Taylor Swift Fans Think This Evermore Lyric Was A Reference To Cats
On Dec. 11, 2020, Taylor Swift shocked and delighted fans for the second time in 2020 by unleashing yet another surprise album, Evermore. The "sister album" to her eighth studio album Folklore – as Swift described in her poetic (if Thoreau-like) Instagram announcement – Evermore sees the pop superstar venturing further into the enchanted, frosty woods evoked on her stellar earlier release. With songs like "Willow" and "Dorothea", Swift clearly had more folktales to tell and myths to weave and fans are loving it, especially since Evermore's 17 tracks contain more hidden Easter eggs than the White House Great Lawn in April.
Dropping multilayered lyrical clues is Swift's "Style" — she even gave boyfriend Joe Alwyn a mysterious and clue-riddled pen name on Folklore — but this is next level. Tay Tay leaves no stone unturned and no feud left unacknowledged in her music, and as fans continue obsessing over Evermore, some think one lyric even references ... Cats? To jog your "Memory," in 2019, Swift starred alongside Jennifer Hudson and James Corden in the live-action remake of the musical Cats, which was all but clawed by critics for its nausea-inducing CGI graphics. With a Rotten Tomatoes rating that puts the "ow" in "meow," Cats has basically become an internet scratching post.

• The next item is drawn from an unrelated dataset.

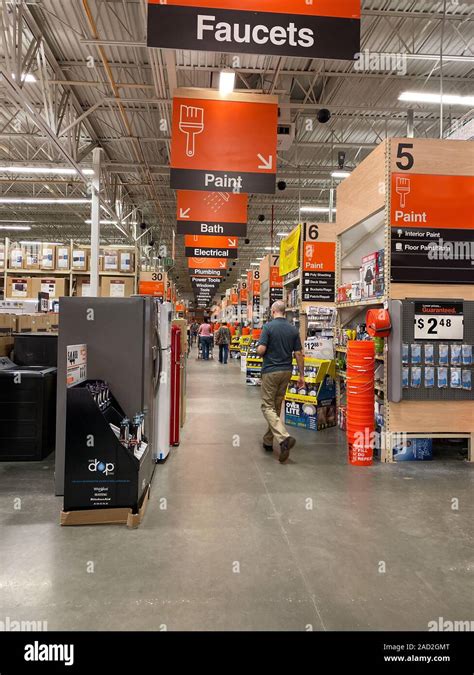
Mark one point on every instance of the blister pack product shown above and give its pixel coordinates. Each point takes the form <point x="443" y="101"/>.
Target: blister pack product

Puns aside, it was rough. And some fans thinks Swift referenced the film on Evermore. That'd be an audacious call-back even for Swift, but still, it's possible! Scroll down for the Evermore lyric Swifties are linking to Cats.
Taylor Swift's 'motion capture' lyric is getting noticed by fans
So, what is the Taylor Swift Evermore lyric fans are connecting to Cats? It comes during the opening lines of her duet with Bon Iver's Justin Vernon on the title track "Evermore", which comes at the end of the album. Swift sings, "Motion capture/ Put me in a bad light." She continues, "I replay my footsteps on each stepping stone/Trying to find the one where I went wrong." Hmm...
At first glance, the lyric, which "has already drawn attention," per The Independent, might reference the video Kim Kardashian released of Kanye West and Swift's infamous phone conversation back in 2016. However, per Central Casting, "motion capture" is "a process in which an actor's performance is captured and then used to create a CGI character." This technique was used, perhaps not fantastically, for Cats.
As fans have noted, she might be referring to her feline critical flop. "In the Taylor Swift song 'evermore' she sings the lyrics 'motion capture put me in a bad light.' Here she is clearly referring to her role in CATS (2019). In this essay I will...," one person tweeted. "Did Taylor Swift write the line "motion capture put me in a bad light" about Cats (2019) pls discuss," another wrote.
In the 2019 Andrew Lloyd Webber adaptation, Swift played Bombalurina, a henchwoman cat who assisted – and sung about – the film's villain Macavity (Idris Elba). It seems Taylor Swift, as always, will have the final word (or lyric) on the matter.